The visual and sound design are amazing – particularly the sound, actually, which was reminiscent in parts of (what little I know about) Gaspar Noé’s soundscapes – for example, the use of low-frequency tones that make you tense and/or vaguely nauseous.

Legion is giddy and intoxicating, and each night when we were finished I walked home in a genuinely altered state.


I like that the X-mythos is present but not foregrounded or expositioned to death. There are mutants and there are government forces and, yeah, that's it.

I like the way everyone's powers are about fragmentation / reconstitution of identity: shapechanging, body switching, remembering, splitting and reuniting. Some of this is gendered, if not really deconstructive of gender per se.1

As an exploration of minds and memories and how they're layered and compressed and self-contradictory, I enjoyed it.

The show performs a neat sleight-of-hand in that it seems shattered in time and space, and yet by the end of each episode I was pretty clear where we stood in terms of advancement of the narrative.

The horror elements kept surprising me in a good way.

Dan Stevens. I mean, Dan Stevens.

AUBREY PLAZA. Is. Fantastic.

By the end, I did stick a bit on some thematic/conceptual points. These are familiar issues for superhero stories:

a) To save the world we must solve the emotional problems of a white guy.2

We meet a group of intriguing and fairly diverse characters, but as we dash towards the climax, they mostly end up as ground to David's figure.

b) The Cary/Kerry relationship is sweet and inventive. Amber Midthunder and Bill Irwin's performances are great and full of conviction. Kerry is kickass. Their relationship is an unusual kind of bond, and I like that.

Still – the way the relationship works, the way it's structured, and the way it plays out – it also isn't not this other thing, or at least it bears the traces of this other thing – appropriation, literalized and embodied, where the white person gets to be the centre of every possible experience.

c) Originally, Syd says that not only is it a bad idea for her to touch people (as she switches bodies with them) – she also doesn't like physical contact or even proximity to others. However, this situation turns out to have an astral solution: when David brings Syd to the astral plane (without, by the way, asking if she'd like to go), she can touch and be sexual without the risk of switching bodies and apparently without discomfort.

This was, in a way, disappointing.
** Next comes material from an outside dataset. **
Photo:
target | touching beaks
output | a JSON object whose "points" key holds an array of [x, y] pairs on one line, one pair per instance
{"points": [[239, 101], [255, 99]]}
I didn't need this part of Syd "solved." Maintaining the integrity of Syd's withdrawal from touch would have given the character an interesting kind of built-in autonomy, and while it wouldn't have directly associated her with any particular sexual, emotional, or neurological identity, it would have had interesting echoes of many.

These – differences of opinion – did not ruin Legion for me, but they were irritants in an otherwise joyfully surreal experience.

To sum up: brilliant sensory experience, clever structure, rollercoaster-of-the-mind plot, and slightly disappointing lack of risk-taking with the characters/focus, given the other accomplishments of the show.

{rf}


Notes

1. Though certainly the Kerry/Cary dyad doesn't split along traditional gender lines.

2. To be fair, that might actually be true, but it's not necessarily something to revel in, narratively.

"Emotional problems" might not be the right term here, since the story is at least ostensibly about mental illness, but Legion felt preoccupied with David's negotiation of his powers, rather than with the lived experience of mental illness itself. Then, I don't know where they're going with David's identity, or how close it will be to the comic character.